Derber als alle anderen

Hört eigentlich noch jemand HipHop? Vor kurzem noch die global wirkmächtigste Jugendkultur, ist HipHop heute das, mit dem sich ein paar übriggebliebene Bushido-Fans beschäftigen. Doch alle paar Monate schafft es dieses Genre, einen dann doch noch einmal zu überraschen. Wenn der Dauerinnovator Kanye West eine neue Platte veröffentlicht beispielsweise. Oder jetzt Tyler the Creator und seine Odd Future Crew. Diese macht nichts, was es im HipHop vorher nicht schon einmal gegeben hätte. Sie haut tierisch auf die Kacke, in den Raps wird politisch unkorrekt vor sich hingebrabbelt (»Bitch, suck dick!«), eine Homophobie-Diskussion gibt es wegen bestimmter Textzeilen auch bereits und das musikalische Ergebnis klingt so aggressiv wie Public Enemy und so virtuos wie der Wu-Tang Clan gleichzeitig.
Die Crew kommt aus Los Angeles, ihre Mitglieder sind teilweise noch im Teenageralter, und doch scheinen sie schon alle genau zu wissen, dass das Genre HipHop sehnsüchtig auf sie gewartet hat.
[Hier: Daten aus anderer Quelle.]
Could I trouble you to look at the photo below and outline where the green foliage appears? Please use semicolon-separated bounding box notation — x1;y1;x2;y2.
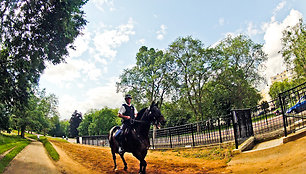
0;0;87;107
281;19;306;78
117;35;267;123
162;102;192;127
78;108;120;135
69;110;83;137
0;0;87;136
0;103;10;130
269;77;306;99
48;116;69;137
39;137;60;161
117;46;176;108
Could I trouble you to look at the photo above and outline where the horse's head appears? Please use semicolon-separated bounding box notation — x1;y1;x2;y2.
148;101;166;128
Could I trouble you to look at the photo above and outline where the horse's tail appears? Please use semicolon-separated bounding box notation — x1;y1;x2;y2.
108;126;120;143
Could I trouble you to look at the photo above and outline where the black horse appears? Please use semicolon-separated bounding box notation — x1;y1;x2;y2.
108;102;165;174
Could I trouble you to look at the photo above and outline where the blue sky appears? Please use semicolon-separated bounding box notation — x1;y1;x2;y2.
40;0;306;119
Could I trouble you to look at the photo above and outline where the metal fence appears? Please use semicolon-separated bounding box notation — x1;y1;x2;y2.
251;100;283;135
77;135;109;146
149;114;234;149
81;83;306;149
279;82;306;136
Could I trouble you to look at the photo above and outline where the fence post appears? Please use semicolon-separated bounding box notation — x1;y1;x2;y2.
152;136;155;149
190;124;195;146
232;111;238;149
218;118;222;143
169;128;172;148
278;94;287;137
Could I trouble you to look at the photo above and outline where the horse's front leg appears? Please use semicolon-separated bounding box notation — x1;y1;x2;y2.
133;152;147;174
120;154;127;171
139;159;147;174
112;151;117;171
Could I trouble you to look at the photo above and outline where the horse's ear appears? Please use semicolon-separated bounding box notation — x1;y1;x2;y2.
155;101;159;107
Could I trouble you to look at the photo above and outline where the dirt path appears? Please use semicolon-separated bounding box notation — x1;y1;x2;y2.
48;137;306;174
4;141;60;174
226;137;306;174
52;143;96;174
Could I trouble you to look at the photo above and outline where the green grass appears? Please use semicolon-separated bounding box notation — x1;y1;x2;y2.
39;136;60;161
0;134;30;173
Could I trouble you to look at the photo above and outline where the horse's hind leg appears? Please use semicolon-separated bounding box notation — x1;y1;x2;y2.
133;153;147;174
120;154;127;171
112;151;117;171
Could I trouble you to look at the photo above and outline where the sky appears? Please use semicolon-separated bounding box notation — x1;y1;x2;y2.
40;0;306;120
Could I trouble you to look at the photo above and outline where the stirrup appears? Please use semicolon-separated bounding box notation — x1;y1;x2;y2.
118;146;124;154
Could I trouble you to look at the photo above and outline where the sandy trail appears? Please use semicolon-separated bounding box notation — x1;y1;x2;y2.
226;137;306;174
3;141;60;174
53;137;306;174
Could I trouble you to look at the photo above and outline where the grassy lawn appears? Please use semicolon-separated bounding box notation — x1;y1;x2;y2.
0;134;30;173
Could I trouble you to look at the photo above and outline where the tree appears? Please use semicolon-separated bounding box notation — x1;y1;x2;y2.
0;103;10;130
117;46;176;107
281;19;306;78
69;110;83;137
169;36;218;121
0;0;87;136
210;35;267;114
78;107;120;135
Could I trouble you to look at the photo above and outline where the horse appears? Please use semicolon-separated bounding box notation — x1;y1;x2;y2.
108;101;165;174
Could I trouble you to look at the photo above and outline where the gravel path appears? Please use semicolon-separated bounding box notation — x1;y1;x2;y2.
4;141;60;174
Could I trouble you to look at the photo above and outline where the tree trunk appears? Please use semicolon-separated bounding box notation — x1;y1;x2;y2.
21;126;26;138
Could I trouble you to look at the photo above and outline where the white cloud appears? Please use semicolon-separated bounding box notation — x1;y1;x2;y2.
262;8;302;84
273;1;286;15
218;18;224;26
58;78;124;119
93;18;135;60
42;59;102;85
247;22;261;36
136;39;146;45
90;0;115;12
156;24;167;40
68;29;91;57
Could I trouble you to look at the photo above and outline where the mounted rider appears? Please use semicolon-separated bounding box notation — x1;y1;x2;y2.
115;94;137;153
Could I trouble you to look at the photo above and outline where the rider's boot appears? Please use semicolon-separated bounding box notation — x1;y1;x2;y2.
118;132;124;154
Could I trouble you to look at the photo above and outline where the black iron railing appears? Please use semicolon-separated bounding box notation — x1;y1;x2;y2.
279;82;306;136
82;83;306;149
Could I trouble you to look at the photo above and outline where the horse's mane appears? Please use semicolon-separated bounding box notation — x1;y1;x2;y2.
136;108;147;120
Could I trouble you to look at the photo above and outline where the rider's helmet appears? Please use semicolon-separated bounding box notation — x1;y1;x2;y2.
124;94;132;99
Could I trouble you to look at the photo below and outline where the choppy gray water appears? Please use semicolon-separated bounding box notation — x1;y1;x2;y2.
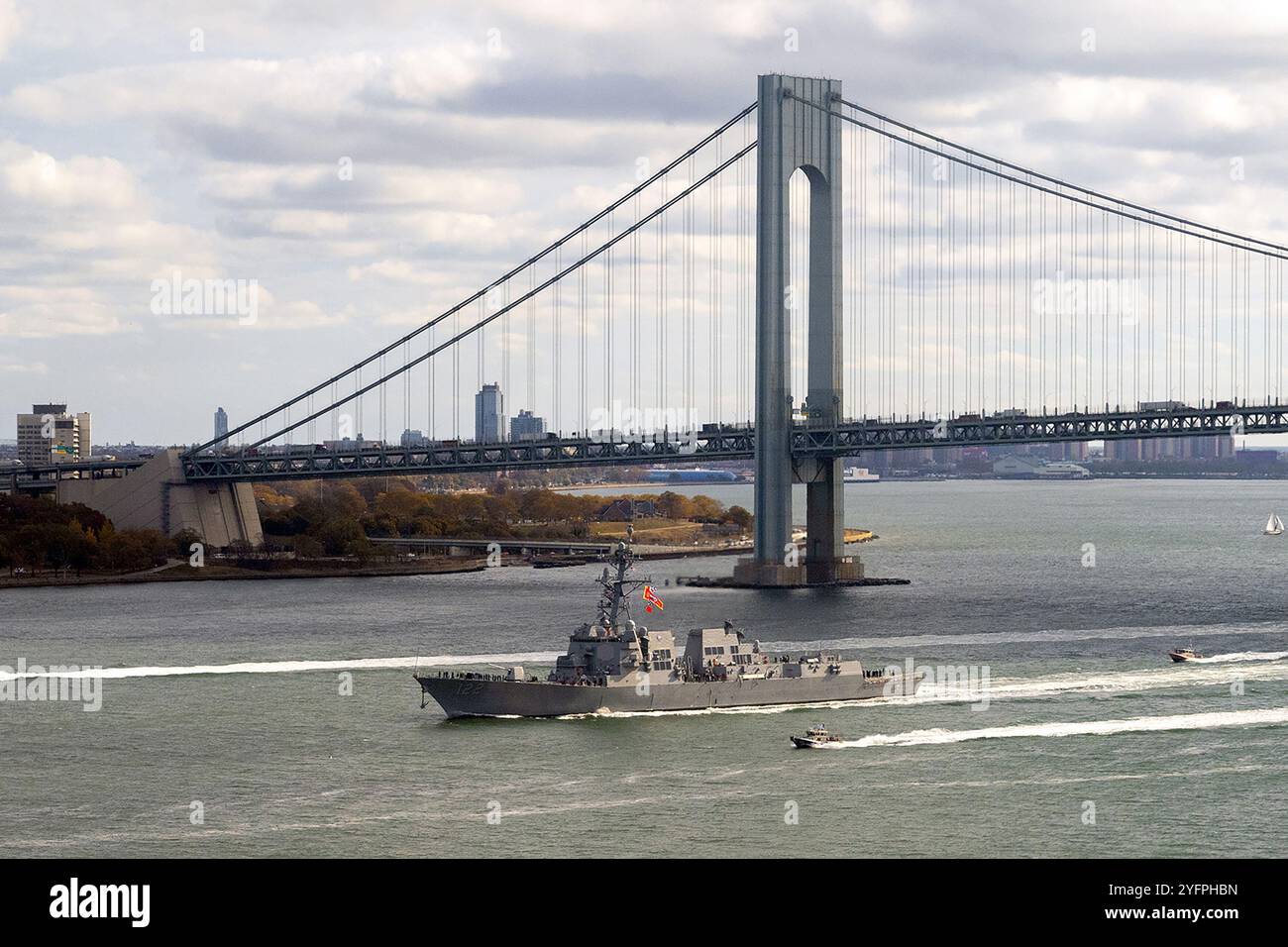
0;480;1288;856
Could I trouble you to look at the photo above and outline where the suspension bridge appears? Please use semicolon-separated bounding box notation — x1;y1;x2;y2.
32;74;1288;585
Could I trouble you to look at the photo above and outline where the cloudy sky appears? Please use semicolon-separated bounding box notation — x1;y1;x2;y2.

Man will in Tyler the Creator und seinen Jungs schon die Sex Pistols des HipHop sehen, was vielleicht ein wenig übertrieben ist, denn wahrscheinlich war NWA bereits die erste wirklich durchgeknallte Punkband des HipHop. Die Odd Future Crew sind dann aber mindestens die Nirvana des HipHop und Tyler the Creator dessen Kurt Cobain. Eine ähnlich überzeugende Hip-Hop-Platte wie »Goblin« wird es dieses Jahr jedenfalls nicht mehr geben.